Très simplement. Ils ont contacté Zubikoa, notre groupe managérial, en leur faisant savoir que notre projet les intéressait : comme évoqué précédemment, notre fraîcheur leur plaisaient, notamment au responsable Anjel Valdes. Ils ont aussi souligné notre honnêteté, ainsi que notre manière originale de mêler tradition et modernité. Ils ont également ressenti la solidité de notre groupe. Au bout du compte, Elkar prenait presque tous les frais à sa charge, et nous avions l’occasion d’enregistrer dans un studio professionnel. Mes compagnons, qui font aussi partie du groupe Willis Drummond, n’ont jamais eu une telle occasion... Puis n’étant pas moi-même professionnel, je n’ai pas le temps de faire de l’autopromotion, et lorsque l’on vous propose de publier un disque dans de telles conditions... Je ne sais pas qui aurait refusé ! Malgré tout, si Usopop n’avait pas effectué la démarche du premier disque, je ne me serais pas motivé de moi-même. Puis nous avons espoir qu’Elkar nous apportera plus de visibilité...
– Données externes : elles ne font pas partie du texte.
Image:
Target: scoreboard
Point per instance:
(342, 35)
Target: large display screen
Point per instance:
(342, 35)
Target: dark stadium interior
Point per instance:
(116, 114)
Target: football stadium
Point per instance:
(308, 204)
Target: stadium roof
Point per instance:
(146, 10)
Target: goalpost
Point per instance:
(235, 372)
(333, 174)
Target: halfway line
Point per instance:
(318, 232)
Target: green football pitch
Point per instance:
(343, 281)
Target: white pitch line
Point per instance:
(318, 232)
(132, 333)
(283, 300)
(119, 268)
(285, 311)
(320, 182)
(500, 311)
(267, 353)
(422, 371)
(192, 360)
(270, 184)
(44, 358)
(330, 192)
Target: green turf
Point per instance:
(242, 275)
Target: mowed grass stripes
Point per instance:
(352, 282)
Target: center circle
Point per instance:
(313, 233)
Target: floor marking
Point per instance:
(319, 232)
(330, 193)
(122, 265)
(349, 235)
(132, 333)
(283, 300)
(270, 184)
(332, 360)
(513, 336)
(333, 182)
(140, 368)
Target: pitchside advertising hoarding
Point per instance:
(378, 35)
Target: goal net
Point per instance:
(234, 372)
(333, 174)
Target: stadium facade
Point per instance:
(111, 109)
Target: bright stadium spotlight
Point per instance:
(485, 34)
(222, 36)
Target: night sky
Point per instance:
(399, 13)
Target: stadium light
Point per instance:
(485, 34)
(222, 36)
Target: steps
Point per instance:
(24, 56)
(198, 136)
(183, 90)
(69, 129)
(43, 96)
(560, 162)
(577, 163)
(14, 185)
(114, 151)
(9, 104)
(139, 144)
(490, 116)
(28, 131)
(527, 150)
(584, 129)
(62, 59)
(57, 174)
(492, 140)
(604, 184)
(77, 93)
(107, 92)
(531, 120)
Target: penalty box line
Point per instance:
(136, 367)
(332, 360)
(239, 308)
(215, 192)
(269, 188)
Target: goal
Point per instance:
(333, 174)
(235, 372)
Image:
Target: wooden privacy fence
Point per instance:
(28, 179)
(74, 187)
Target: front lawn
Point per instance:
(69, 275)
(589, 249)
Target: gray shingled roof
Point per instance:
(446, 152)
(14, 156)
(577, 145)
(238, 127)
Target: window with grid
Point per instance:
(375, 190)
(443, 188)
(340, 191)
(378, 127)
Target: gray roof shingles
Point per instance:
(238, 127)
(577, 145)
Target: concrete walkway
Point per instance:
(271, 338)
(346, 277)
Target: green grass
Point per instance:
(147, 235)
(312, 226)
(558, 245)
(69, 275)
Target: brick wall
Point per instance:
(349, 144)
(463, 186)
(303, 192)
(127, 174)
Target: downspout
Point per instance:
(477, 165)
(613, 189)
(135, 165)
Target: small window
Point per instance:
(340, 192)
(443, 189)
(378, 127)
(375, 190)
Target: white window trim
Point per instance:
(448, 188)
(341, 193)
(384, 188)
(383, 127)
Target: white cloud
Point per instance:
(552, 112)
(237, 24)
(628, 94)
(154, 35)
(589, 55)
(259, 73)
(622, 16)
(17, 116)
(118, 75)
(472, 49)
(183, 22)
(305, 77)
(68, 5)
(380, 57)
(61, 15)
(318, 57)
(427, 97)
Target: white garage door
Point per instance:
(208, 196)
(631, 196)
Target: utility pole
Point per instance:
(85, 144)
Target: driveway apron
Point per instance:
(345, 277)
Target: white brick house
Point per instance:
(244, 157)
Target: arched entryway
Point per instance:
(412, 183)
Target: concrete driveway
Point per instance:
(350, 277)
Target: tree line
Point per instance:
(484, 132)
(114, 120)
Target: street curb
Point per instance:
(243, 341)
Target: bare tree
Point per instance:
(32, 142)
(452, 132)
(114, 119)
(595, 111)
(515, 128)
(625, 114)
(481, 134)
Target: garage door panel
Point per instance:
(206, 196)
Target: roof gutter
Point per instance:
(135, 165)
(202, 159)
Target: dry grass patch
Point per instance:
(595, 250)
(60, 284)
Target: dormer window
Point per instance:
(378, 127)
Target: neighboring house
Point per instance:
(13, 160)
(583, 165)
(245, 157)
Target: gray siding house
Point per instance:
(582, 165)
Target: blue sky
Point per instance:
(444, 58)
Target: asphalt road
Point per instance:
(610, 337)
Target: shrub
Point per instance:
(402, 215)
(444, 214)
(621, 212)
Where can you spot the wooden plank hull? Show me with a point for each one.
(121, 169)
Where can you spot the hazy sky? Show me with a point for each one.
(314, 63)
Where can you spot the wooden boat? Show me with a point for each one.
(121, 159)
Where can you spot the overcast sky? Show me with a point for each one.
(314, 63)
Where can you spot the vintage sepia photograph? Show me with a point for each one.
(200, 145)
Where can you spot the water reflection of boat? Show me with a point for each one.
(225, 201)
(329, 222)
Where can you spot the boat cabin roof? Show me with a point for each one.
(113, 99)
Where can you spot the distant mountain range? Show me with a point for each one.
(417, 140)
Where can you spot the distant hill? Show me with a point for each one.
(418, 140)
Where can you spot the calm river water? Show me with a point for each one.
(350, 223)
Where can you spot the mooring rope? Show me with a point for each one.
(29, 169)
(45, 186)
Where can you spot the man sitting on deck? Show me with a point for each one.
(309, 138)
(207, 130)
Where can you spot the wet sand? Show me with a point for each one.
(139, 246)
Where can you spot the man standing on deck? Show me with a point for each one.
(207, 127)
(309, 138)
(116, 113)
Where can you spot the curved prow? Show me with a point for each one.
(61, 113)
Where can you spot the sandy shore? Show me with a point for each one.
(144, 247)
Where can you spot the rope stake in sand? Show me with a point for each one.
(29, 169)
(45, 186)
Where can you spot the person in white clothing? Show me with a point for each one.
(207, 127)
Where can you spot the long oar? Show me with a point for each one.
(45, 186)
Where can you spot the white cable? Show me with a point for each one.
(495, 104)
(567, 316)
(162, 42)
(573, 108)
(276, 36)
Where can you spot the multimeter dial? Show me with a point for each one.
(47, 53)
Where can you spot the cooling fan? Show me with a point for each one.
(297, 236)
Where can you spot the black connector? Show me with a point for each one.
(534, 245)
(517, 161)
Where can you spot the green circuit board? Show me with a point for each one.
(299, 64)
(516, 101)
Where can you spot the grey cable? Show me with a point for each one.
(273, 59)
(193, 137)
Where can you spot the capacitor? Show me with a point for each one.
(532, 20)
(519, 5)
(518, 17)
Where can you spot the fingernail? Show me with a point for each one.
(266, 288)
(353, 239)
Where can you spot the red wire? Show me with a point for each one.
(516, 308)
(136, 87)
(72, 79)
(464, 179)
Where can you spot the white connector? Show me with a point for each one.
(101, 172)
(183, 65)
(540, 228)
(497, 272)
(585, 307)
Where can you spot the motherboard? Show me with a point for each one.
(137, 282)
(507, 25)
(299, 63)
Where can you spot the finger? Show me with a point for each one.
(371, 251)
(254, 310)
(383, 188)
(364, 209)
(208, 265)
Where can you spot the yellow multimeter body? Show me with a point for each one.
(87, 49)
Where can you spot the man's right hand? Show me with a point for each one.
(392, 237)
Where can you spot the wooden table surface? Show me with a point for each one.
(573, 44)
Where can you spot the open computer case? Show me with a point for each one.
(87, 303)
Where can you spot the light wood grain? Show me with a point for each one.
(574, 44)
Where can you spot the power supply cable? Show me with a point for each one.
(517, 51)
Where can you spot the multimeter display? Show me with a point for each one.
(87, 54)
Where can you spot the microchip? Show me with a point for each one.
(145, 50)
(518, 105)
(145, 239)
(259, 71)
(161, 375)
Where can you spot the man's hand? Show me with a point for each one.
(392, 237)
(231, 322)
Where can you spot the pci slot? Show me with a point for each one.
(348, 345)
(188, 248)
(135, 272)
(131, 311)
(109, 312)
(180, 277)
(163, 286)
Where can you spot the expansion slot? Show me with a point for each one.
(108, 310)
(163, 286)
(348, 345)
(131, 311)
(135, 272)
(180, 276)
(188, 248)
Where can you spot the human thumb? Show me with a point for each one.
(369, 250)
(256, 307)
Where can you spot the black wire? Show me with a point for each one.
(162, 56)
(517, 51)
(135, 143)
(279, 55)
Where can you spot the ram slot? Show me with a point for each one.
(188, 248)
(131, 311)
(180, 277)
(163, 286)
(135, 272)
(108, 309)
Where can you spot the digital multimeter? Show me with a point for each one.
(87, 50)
Vous n’en avez pas encore ressenti les conséquences ?
Pas forcément, non. Le disque vient de paraître, et je sais bien qu’il faut attendre un peu... Mais étant désormais l’un de nos principaux buts, j’espère bien que les demandes de concerts afflueront. J’aimerais en donner toutes les semaines : j’ai besoin de cette adrénaline. Les concerts conditionnent mon quotidien, puisque je vis la musique de l’intérieur. La magie qu’offre le live est irremplaçable. Même durant les répétitions, des moments très touchants surgissent, alors que nous ne nous y attendons pas. Mais nous voulons partager ces vibrations-là. Sinon, je sais que le projet s’arrêtera.
Vous voudriez toucher le Pays Basque sud ?
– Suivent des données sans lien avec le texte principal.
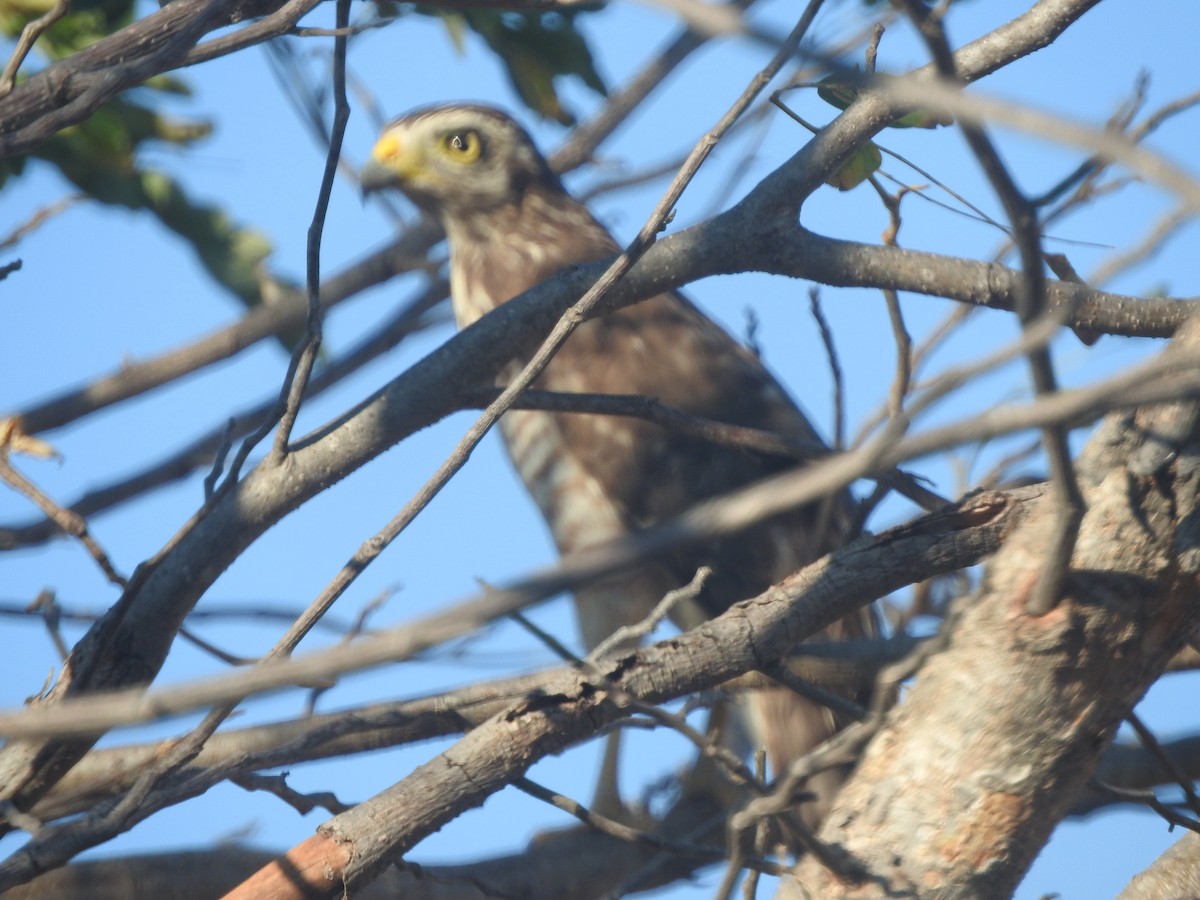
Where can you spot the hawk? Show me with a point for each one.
(510, 225)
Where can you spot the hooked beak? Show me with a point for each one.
(391, 165)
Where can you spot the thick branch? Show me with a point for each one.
(969, 778)
(355, 846)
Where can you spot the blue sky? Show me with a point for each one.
(100, 287)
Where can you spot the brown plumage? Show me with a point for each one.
(511, 225)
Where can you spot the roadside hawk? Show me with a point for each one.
(511, 225)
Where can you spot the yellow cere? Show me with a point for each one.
(385, 149)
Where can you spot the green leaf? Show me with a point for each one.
(865, 161)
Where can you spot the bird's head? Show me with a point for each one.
(456, 161)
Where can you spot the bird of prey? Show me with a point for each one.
(510, 225)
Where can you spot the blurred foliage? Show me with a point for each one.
(99, 155)
(535, 49)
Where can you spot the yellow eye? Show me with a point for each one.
(462, 145)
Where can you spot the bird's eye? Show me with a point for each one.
(462, 145)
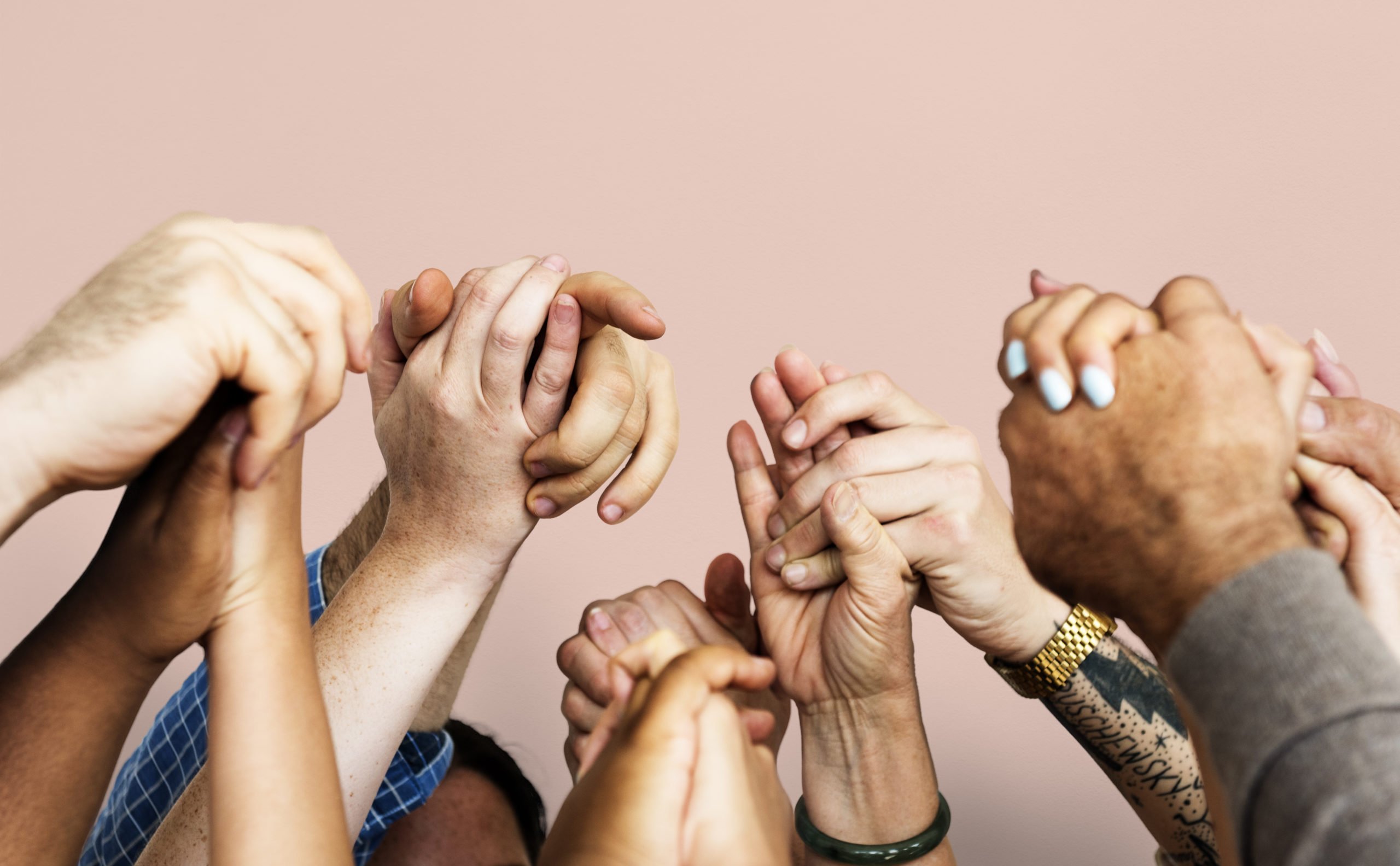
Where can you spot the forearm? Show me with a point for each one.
(349, 549)
(867, 773)
(1122, 711)
(438, 707)
(24, 487)
(68, 697)
(380, 648)
(272, 771)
Le Pays Basque dans sa totalité. Il est évident qu’une fois avoir mis un pied en Hegoalde, le reste est plus facile après. Mais c’est étrange de voir comment nous nous sous-estimons en Iparralde. Nous avons tendance à donner plus de légitimité aux chanteurs du Pays Basque sud. Ou alors, un groupe d’Iparralde doit d’abord avoir du succès en Hegoalde, avant de bien marcher ici en retour. C’est ce qui est advenu à Willis Drummond, par exemple. C’est triste, quelque part : on dirait que nous avons besoin de la permission du Pays Basque sud pour décider ce qui est bien. Que je sache, un Bas-Navarrais n’est pas moins euskaldun qu’un Gipuzcoan ! Nous ne nous connaissons pas assez, et il me semble que le problème le plus profond de ce pays est culturel. Pourtant, par le biais de la musique, il y a là l’occasion de tisser des liens très riches, durables : nous devons secouer notre train-train quotidien, prendre des risques, faire des paris. Nous avons des occasions incroyables à l’avenir, en commençant dès aujourd’hui.